Russian President Vladimir Putin on Thursday told Dutch Prime Minister Mark Rutte that establishing an international tribunal to prosecute those behind the downing of Malaysia Airlines flight MH17 over Ukraine would be counterproductive.
"Vladimir Putin in detail explained the Russian position regarding the premature and counterproductive nature of an initiative by a number of countries, including the Netherlands, to establish an international tribunal to criminally prosecute individuals responsible for the destruction of the Malaysian airliner," the Kremlin said following a phone call between Mr Putin and Mr Rutte.
The Netherlands - whose citizens made up the majority of the 298 people killed when the plane was downed a year ago over rebel-held eastern Ukraine - is working with Malaysia, Australia, Belgium, and Ukraine on setting up an international tribunal.

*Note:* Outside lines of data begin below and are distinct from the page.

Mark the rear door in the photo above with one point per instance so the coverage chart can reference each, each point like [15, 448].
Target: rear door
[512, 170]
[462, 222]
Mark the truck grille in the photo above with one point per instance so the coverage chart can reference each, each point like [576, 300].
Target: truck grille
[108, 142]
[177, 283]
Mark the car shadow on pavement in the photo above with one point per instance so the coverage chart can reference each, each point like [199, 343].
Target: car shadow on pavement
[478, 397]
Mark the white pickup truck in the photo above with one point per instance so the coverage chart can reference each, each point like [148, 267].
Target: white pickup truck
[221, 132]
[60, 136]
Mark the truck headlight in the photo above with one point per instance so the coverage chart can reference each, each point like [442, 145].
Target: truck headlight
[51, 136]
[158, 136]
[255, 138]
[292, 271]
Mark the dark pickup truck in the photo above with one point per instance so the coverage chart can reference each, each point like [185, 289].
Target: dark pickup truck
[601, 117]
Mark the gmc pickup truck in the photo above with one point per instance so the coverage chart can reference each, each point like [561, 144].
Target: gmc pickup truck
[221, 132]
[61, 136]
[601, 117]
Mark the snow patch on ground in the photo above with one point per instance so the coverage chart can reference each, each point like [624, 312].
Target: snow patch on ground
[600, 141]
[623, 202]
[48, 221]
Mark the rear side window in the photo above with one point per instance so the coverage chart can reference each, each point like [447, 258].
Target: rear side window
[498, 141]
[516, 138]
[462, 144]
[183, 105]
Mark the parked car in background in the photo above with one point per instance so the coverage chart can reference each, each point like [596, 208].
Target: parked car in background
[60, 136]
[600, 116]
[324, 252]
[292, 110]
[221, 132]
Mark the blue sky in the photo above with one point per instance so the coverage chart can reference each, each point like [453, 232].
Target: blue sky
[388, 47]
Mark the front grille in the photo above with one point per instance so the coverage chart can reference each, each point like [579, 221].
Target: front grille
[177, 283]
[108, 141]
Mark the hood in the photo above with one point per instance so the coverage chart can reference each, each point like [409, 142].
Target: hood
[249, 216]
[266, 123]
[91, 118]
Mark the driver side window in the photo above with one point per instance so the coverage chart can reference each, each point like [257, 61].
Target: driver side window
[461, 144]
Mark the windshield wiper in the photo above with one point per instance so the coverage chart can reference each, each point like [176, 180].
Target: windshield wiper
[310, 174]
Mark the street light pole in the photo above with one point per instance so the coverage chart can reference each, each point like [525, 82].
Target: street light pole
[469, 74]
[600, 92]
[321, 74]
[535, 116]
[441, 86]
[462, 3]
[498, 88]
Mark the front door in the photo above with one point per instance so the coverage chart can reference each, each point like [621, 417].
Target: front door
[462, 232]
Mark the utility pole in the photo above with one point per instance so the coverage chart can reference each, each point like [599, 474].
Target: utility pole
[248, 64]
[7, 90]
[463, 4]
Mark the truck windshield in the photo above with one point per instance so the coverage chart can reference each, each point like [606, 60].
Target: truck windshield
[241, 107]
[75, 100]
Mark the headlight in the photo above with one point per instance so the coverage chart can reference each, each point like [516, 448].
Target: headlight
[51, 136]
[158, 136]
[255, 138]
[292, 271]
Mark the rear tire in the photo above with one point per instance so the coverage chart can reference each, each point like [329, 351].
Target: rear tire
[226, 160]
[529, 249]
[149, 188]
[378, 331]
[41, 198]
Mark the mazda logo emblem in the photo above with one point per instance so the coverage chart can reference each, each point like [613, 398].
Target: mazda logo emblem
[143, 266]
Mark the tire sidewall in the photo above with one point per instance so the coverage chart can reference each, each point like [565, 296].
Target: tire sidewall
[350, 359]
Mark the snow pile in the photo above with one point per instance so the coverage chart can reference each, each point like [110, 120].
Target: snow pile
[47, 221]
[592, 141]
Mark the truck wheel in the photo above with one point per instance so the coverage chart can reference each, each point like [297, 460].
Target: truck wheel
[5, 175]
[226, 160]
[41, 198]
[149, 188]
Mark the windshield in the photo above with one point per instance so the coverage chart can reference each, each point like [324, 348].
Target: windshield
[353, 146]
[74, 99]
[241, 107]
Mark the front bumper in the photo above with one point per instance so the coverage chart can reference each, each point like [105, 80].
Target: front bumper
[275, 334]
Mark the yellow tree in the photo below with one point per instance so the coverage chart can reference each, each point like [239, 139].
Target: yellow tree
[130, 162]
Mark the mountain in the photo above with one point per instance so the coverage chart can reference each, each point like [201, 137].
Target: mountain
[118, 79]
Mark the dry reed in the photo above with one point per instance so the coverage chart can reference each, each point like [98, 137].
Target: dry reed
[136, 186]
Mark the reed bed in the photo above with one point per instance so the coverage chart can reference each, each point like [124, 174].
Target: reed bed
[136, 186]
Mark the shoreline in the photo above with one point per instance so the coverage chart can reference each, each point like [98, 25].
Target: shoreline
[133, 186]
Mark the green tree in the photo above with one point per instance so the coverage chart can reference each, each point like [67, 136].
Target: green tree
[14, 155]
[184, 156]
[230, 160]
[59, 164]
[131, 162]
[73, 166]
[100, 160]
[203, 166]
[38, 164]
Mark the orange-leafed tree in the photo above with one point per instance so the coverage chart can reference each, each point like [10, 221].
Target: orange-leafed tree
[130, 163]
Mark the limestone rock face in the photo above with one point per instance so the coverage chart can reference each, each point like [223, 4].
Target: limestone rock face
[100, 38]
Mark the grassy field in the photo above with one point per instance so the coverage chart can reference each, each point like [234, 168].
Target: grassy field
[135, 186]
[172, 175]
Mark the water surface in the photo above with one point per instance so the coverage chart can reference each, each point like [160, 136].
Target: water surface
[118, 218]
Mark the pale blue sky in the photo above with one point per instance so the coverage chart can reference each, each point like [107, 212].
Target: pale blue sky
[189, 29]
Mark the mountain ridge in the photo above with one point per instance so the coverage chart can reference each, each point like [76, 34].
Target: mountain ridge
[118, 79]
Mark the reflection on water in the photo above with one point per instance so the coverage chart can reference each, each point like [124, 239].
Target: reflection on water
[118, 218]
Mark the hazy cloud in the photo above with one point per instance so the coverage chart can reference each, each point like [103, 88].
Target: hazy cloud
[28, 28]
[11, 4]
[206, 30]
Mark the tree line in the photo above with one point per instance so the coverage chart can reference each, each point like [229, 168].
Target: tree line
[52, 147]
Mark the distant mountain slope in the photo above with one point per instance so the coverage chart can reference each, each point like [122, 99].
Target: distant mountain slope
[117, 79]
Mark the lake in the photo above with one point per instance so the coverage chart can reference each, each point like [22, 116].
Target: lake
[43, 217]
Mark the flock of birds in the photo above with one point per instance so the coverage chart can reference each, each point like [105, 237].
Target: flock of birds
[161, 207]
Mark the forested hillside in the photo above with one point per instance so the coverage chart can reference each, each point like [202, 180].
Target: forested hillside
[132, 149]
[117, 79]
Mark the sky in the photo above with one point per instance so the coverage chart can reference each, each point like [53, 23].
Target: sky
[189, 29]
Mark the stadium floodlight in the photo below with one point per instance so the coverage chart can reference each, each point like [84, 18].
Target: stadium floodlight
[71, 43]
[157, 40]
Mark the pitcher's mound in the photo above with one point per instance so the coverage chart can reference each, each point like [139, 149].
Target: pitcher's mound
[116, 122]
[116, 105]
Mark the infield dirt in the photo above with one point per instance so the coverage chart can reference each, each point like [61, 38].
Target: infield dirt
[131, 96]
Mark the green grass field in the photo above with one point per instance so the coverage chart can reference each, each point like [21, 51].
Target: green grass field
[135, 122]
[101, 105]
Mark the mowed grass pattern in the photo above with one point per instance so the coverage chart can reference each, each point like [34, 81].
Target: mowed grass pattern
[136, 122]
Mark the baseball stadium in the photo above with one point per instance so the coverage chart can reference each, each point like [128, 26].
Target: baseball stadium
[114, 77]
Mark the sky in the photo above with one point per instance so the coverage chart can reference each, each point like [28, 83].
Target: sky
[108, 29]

A draft UN resolution, obtained by AFP, calls for establishing the tribunal under Chapter 7 of the UN charter, which means that the court's efforts to prosecute those responsible could be enforced by sanctions.
Investigators from the Netherlands are leading an international probe into the downing of the Amsterdam-Kuala Lumpur flight on July 17, 2014, and are expected to release a final report in early October.
Ukraine and many in the West have accused pro-Russian separatists of shooting down the plane, saying they may have used a surface-to-air missile supplied by Russia.
Russia - which wields a UN veto - and the rebels deny any responsibility and have instead pointed the finger at Ukraine's military.
In his conversation with Mr Rutte, Mr Putin insisted that all investigations into the disaster should be completed before any decision can be taken on how to try the culprits.
Mr Putin also lashed out at reported leaks from the Dutch investigation as "clearly politicised", after US channel CNN cited unnamed sources as saying that the final report found the rebels responsible.
On the eve of the one-year anniversary of the crash, Russian state media have criticised the West for alleging Russian involvement before the investigation is complete.
The rebels in east Ukraine boast the heavy weaponry of a regular army but Russia denies that it supplies the hardware across the separatist-controlled border.
The West and Russia are locked in their worst standoff since the Cold War over the Ukraine conflict, with the US and EU hitting Moscow with sanctions over its alleged meddling.